Of course it’s possible. We know what a “person” is in the ordinary meaning of the word, and when legal statutes begin with phrases like “every person commits a crime who …” or references to “causes harm to another person” we don’t generally find it necessary to define what a “person” is. It’s only when laws try to insinuate themselves into novel territory, such as declaring that a corporation or a fetus is a “person”, that such definitions explicitly come into play. That takes a deliberate and pro-active decision by a legislative body to take a position.

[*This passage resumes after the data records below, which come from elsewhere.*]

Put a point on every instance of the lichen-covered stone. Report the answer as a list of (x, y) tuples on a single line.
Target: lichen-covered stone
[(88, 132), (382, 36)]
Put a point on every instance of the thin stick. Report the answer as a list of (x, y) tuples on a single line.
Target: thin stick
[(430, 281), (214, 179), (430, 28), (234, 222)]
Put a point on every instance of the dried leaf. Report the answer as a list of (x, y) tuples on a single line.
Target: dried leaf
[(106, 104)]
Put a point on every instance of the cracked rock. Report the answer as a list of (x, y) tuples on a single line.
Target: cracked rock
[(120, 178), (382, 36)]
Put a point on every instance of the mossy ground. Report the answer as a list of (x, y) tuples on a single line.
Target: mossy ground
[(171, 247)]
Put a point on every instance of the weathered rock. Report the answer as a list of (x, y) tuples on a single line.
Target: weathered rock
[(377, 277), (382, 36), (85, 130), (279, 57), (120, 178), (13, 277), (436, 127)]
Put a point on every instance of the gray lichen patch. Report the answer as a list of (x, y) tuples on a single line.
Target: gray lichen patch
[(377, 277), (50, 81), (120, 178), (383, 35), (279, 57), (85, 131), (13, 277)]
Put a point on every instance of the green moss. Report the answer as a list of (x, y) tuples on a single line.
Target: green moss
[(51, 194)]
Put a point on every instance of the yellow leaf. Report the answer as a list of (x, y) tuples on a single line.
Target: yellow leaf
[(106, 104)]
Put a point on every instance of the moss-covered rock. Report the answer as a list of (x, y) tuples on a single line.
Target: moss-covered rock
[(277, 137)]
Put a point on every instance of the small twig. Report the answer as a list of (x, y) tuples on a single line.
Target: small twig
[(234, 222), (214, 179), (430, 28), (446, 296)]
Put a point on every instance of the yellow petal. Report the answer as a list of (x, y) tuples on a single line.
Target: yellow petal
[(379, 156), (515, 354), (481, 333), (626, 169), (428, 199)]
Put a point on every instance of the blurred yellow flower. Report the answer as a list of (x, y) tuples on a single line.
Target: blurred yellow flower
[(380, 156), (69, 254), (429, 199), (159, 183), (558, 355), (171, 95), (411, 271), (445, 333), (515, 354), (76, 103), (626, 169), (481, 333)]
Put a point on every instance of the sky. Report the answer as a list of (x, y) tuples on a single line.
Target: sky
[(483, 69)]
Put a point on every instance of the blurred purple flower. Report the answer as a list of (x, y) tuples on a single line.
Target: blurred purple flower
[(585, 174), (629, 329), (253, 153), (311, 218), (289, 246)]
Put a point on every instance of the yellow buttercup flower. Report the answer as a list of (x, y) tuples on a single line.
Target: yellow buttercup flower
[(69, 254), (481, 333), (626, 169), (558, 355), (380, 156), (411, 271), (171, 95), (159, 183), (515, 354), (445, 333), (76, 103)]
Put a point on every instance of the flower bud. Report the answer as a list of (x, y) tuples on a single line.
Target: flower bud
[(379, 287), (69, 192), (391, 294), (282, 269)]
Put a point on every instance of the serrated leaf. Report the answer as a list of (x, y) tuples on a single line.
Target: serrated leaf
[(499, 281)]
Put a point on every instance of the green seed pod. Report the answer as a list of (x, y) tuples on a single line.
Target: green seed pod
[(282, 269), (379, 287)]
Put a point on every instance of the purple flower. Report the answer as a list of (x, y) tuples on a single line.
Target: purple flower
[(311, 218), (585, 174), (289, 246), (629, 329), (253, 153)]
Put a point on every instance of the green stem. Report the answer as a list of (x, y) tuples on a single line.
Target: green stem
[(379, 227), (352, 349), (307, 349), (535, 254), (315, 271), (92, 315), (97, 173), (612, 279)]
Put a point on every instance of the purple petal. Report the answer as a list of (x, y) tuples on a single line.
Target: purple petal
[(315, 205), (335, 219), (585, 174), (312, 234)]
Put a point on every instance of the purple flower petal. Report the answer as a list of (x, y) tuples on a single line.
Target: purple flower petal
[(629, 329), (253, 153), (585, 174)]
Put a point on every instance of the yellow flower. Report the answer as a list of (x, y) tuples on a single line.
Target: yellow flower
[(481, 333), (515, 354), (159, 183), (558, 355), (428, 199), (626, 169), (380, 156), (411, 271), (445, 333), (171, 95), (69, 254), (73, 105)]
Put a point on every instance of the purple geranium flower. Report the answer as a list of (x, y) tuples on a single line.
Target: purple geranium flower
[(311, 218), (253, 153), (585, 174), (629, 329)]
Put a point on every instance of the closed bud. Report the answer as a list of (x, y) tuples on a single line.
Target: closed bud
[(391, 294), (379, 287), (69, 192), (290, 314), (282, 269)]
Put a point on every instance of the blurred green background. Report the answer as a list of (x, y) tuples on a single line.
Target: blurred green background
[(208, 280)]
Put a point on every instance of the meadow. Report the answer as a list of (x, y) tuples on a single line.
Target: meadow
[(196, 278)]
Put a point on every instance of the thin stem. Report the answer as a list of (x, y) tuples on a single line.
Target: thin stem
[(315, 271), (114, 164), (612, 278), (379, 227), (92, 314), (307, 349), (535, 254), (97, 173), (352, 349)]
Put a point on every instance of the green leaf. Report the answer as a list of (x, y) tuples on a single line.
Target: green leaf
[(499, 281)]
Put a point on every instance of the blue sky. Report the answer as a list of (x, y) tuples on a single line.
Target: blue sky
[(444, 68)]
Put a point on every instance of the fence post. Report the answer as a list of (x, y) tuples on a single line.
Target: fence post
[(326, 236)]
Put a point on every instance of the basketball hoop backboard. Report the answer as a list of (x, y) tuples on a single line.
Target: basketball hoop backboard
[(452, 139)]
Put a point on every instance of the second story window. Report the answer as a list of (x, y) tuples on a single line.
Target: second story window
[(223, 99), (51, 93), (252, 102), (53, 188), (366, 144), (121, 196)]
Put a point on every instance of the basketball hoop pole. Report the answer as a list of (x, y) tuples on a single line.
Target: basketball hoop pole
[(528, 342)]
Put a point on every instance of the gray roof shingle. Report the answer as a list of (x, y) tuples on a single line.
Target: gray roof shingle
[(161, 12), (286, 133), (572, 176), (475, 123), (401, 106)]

Of course I understand that the absence of law has consequences that are different than if a law had been enacted, but that’s not an argument about neutrality. Neutrality means that individual women, their families, and their doctors retain decision-making power without it being forced on them by force of law.

Amen, brother, nicely said!

I don’t think this really changes my point, though. I don’t think most people who commit a DUI consent to being put in prison, since (I think) most people don’t want to go to prison. What they consent to is driving drunk.

The law has decided that driving drunk is a crime and people who drive drunk have to suffer criminal consequences, but that’s been decided on grounds other than the issue of consent.